Um ano antes do rompimento da barragem B1, na mina Córrego do Feijão, em Brumadinho (MG), a Vale tentou propor que a consultoria responsável pelo cálculo do fator de segurança mudasse seus parâmetros. A empresa Potamos foi afastada quando negou a proposta.
Isso relatou a engenheira civil e consultora da Potamos Maria Regina Moretti à comissão parlamentar de inquérito da Assembleia Legislativa do estado, que apura a tragédia. A barragem rompeu no dia 25 de janeiro, deixando pelo menos 233 mortos. De acordo com a Defesa Civil de Minas Gerais, 37 pessoas continuam desaparecidas.

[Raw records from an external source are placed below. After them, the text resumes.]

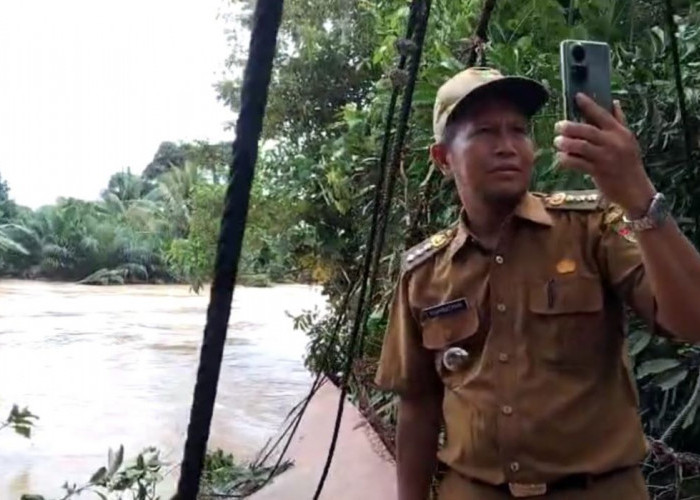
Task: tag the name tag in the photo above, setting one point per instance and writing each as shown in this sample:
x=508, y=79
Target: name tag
x=446, y=309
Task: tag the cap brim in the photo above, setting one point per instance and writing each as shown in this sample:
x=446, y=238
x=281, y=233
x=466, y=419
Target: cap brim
x=528, y=95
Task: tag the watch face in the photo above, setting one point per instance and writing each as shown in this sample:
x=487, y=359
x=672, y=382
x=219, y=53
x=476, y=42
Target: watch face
x=659, y=208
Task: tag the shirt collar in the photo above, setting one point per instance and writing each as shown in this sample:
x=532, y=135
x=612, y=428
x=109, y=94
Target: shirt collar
x=530, y=208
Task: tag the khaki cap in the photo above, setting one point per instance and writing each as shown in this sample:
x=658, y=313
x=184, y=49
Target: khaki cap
x=473, y=83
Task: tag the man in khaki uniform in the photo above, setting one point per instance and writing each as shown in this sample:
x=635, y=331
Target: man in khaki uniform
x=509, y=327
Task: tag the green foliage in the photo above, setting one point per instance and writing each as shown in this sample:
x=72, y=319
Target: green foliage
x=20, y=420
x=193, y=257
x=328, y=131
x=222, y=475
x=118, y=480
x=161, y=228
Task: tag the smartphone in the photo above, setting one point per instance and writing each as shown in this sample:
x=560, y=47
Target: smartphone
x=585, y=68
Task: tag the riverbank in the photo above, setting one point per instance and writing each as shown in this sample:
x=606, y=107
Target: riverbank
x=104, y=366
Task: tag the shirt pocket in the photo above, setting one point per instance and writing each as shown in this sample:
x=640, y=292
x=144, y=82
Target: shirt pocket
x=455, y=330
x=566, y=324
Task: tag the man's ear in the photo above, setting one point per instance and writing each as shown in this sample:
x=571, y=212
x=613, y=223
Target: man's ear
x=438, y=153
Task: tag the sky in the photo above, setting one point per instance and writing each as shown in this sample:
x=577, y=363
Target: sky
x=92, y=87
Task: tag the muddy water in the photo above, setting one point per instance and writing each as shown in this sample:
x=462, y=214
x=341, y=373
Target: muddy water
x=106, y=366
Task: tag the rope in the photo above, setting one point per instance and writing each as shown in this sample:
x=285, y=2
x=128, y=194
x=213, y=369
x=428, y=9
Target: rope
x=487, y=10
x=673, y=33
x=267, y=18
x=379, y=189
x=405, y=47
x=419, y=38
x=481, y=35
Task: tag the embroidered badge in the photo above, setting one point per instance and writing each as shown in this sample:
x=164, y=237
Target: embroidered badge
x=446, y=308
x=566, y=266
x=455, y=358
x=626, y=233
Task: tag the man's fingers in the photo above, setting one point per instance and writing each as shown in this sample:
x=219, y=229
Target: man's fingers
x=578, y=147
x=593, y=113
x=580, y=131
x=573, y=162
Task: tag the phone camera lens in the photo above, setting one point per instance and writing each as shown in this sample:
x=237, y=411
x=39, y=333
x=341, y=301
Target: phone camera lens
x=578, y=53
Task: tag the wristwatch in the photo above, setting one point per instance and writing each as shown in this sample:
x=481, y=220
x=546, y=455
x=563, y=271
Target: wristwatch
x=656, y=214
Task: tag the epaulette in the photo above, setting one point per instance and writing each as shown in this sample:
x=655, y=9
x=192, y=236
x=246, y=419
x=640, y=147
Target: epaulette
x=418, y=254
x=575, y=200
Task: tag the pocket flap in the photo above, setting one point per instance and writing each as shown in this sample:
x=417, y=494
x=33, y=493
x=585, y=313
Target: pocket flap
x=566, y=295
x=441, y=331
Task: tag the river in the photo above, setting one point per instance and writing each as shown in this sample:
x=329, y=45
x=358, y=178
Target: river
x=104, y=366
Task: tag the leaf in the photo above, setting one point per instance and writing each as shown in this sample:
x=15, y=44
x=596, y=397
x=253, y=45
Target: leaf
x=115, y=461
x=654, y=366
x=24, y=431
x=690, y=417
x=640, y=342
x=99, y=475
x=671, y=378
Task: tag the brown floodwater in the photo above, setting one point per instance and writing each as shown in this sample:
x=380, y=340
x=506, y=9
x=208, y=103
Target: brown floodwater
x=104, y=366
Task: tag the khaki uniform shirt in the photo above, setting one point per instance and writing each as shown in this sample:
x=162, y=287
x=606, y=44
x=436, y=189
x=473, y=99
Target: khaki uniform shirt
x=546, y=390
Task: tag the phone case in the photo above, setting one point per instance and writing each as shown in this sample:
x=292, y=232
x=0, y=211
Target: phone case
x=585, y=68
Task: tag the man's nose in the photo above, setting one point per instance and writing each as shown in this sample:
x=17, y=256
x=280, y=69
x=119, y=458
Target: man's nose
x=505, y=144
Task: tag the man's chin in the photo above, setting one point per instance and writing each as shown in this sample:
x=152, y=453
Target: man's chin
x=504, y=196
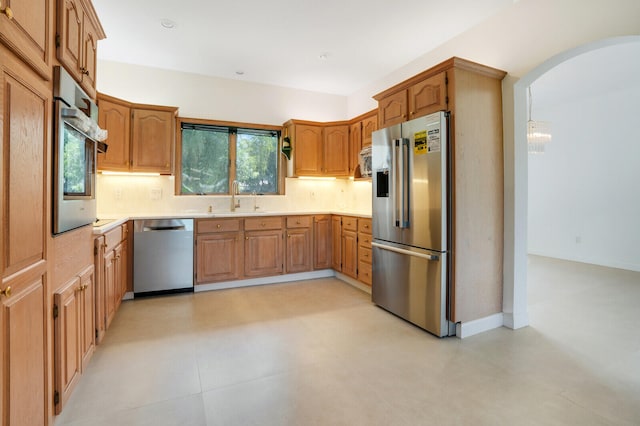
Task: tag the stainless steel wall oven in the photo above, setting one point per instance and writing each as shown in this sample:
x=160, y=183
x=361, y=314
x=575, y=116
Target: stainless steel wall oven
x=77, y=139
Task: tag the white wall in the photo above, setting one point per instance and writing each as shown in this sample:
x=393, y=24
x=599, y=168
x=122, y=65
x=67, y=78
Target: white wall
x=200, y=96
x=584, y=202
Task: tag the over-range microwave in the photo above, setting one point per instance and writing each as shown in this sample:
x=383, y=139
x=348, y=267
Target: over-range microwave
x=77, y=139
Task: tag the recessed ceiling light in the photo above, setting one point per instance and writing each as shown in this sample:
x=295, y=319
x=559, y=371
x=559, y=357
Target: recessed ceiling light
x=168, y=23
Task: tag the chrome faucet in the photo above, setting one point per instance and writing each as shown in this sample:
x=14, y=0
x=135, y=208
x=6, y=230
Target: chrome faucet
x=235, y=190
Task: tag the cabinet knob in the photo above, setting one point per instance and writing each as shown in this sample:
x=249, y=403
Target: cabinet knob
x=7, y=11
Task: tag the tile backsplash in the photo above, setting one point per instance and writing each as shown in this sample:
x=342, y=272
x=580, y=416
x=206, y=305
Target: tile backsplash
x=130, y=195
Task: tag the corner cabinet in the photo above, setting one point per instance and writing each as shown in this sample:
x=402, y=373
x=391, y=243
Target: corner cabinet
x=110, y=260
x=74, y=333
x=78, y=32
x=298, y=244
x=322, y=242
x=219, y=250
x=25, y=134
x=141, y=137
x=421, y=98
x=152, y=139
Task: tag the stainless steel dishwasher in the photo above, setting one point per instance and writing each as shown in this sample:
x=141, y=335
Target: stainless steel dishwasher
x=162, y=256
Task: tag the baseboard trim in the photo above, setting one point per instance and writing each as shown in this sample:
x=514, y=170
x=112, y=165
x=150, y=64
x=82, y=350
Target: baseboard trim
x=471, y=328
x=276, y=279
x=355, y=283
x=515, y=322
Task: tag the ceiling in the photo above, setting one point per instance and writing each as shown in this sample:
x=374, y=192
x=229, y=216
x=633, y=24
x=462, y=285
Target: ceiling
x=330, y=46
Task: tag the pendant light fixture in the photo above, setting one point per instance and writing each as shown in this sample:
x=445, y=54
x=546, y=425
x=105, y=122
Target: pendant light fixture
x=538, y=132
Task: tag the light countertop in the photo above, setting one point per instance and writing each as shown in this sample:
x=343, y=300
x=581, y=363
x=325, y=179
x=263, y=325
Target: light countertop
x=109, y=222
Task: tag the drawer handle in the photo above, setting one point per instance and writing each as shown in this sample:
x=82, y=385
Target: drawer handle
x=6, y=292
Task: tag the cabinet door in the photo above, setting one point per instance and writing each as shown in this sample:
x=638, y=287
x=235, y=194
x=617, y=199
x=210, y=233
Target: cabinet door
x=116, y=119
x=263, y=253
x=307, y=150
x=24, y=304
x=100, y=288
x=350, y=253
x=26, y=121
x=298, y=250
x=336, y=243
x=393, y=109
x=152, y=140
x=336, y=150
x=69, y=40
x=118, y=272
x=68, y=336
x=218, y=257
x=322, y=242
x=428, y=96
x=89, y=57
x=22, y=332
x=355, y=145
x=109, y=287
x=28, y=33
x=87, y=313
x=369, y=125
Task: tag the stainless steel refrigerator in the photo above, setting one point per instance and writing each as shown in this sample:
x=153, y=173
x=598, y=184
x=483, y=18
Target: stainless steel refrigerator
x=410, y=221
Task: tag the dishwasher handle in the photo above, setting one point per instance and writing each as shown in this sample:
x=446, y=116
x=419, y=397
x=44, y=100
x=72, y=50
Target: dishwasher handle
x=150, y=225
x=164, y=228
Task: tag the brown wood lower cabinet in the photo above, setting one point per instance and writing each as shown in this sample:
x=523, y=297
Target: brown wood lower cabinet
x=219, y=257
x=349, y=246
x=263, y=249
x=110, y=260
x=322, y=242
x=298, y=244
x=351, y=239
x=74, y=333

Moretti depôs à CPI na quinta-feira (25) e relatou que a mineradora questionava a base de cálculo que definiu o fator de segurança da barragem como sendo de 1,09. Segundo padrões internacionais, estrutura considerada segura tem fator igual ou maior a 1,3. Em 2017, outro estudo da Potamos atestou que a barragem B1 tinha fator de 1,06.
Moretti afirmou que a Vale pedia uso de novos dados que poderiam produzir um resultado diferente, com fator de segurança maior do que o constatado pela Potamos. A mineradora sugeria, por exemplo, uso de dados laboratoriais, que, de acordo com a engenheira, costumam gerar parâmetros mais elevados que os reais, razão pelas quais a Potamos só utilizaria dados coletados em campo.
A engenheira afirmou ainda que os dados laboratoriais apresentados pela Vale tinham problemas de execução, consistência e erros. “Como a gente não concordou em modificar essa metodologia de cálculo de parâmetro, acabamos sendo afastados do estudo”, afirmou ela.
A Vale substituiu a Potamos pela Tüv Süd, que fazia parte do mesmo consórcio. A empresa alemã refez os cálculos e também chegou a um fator de segurança de 1,09 para a B1. No entanto, a Tüv Süd aponta no relatório que 1,05 já seria aceitável para que a estrutura fosse considerada segura, o que permitiu a assinatura do laudo de estabilidade.
Sócio da Potamos, Fernando Lima repetiu à CPI o que havia relatado em depoimento à Polícia Federal. Disse que a empresa questionou Makoto Namba, engenheiro da Tüv Süd, sobre por que adotaram o fator de 1,05 e teria ouvido que, “se não fosse assim, a barragem não iria passar”. Questionado, o advogado de Makoto Namba, Augusto de Arruda Botelho, questionou a capacidade técnica dos engenheiros da Potamos.
“Os sócios da Potamos são engenheiros hidráulicos e não teriam qualquer capacidade técnica para discutir questões relativas ao fator de segurança de qualquer barragem”, disse Arruda Botelho. Segundo o advogado, “a conversa telefônica, nos termos indicados pela Potamos, nunca existiu”. “Todo o embasamento técnico que justificou a assinatura da declaração de estabilidade da barragem B1 foi apresentado nos diversos depoimentos já prestados.”
Fernando Lima disse ainda que, em 2017, a Vale havia encomendado estudos de intervenções para melhorar a segurança da barragem. A empresa teria mandado uma proposta, que ficou sem retorno. Com 40 anos de experiências em barragens, Moretti afirmou ainda à comissão que não há dúvidas de que o rompimento se deu pelo processo de liquefação –quando a resistência do material saturado e fofo da barragem chega a um pico e cai, transformando-se em líquido.
Ela não soube dizer o que teria causado o processo. Vibrações por explosões, sismo e o fenômeno de erosão interna estão entre as possibilidades. Questionada sobre se houve outra situação na carreira em que encontrou um caso preocupante como o da B1, Moretti falou da barragem da Samarco do Fundão, em Mariana. O rompimento da barragem, em 2015, deixou 19 mortos. “Participei [dos estudos do Fundão] e fui afastada também”, disse. A Vale é uma das controladoras da Samarco.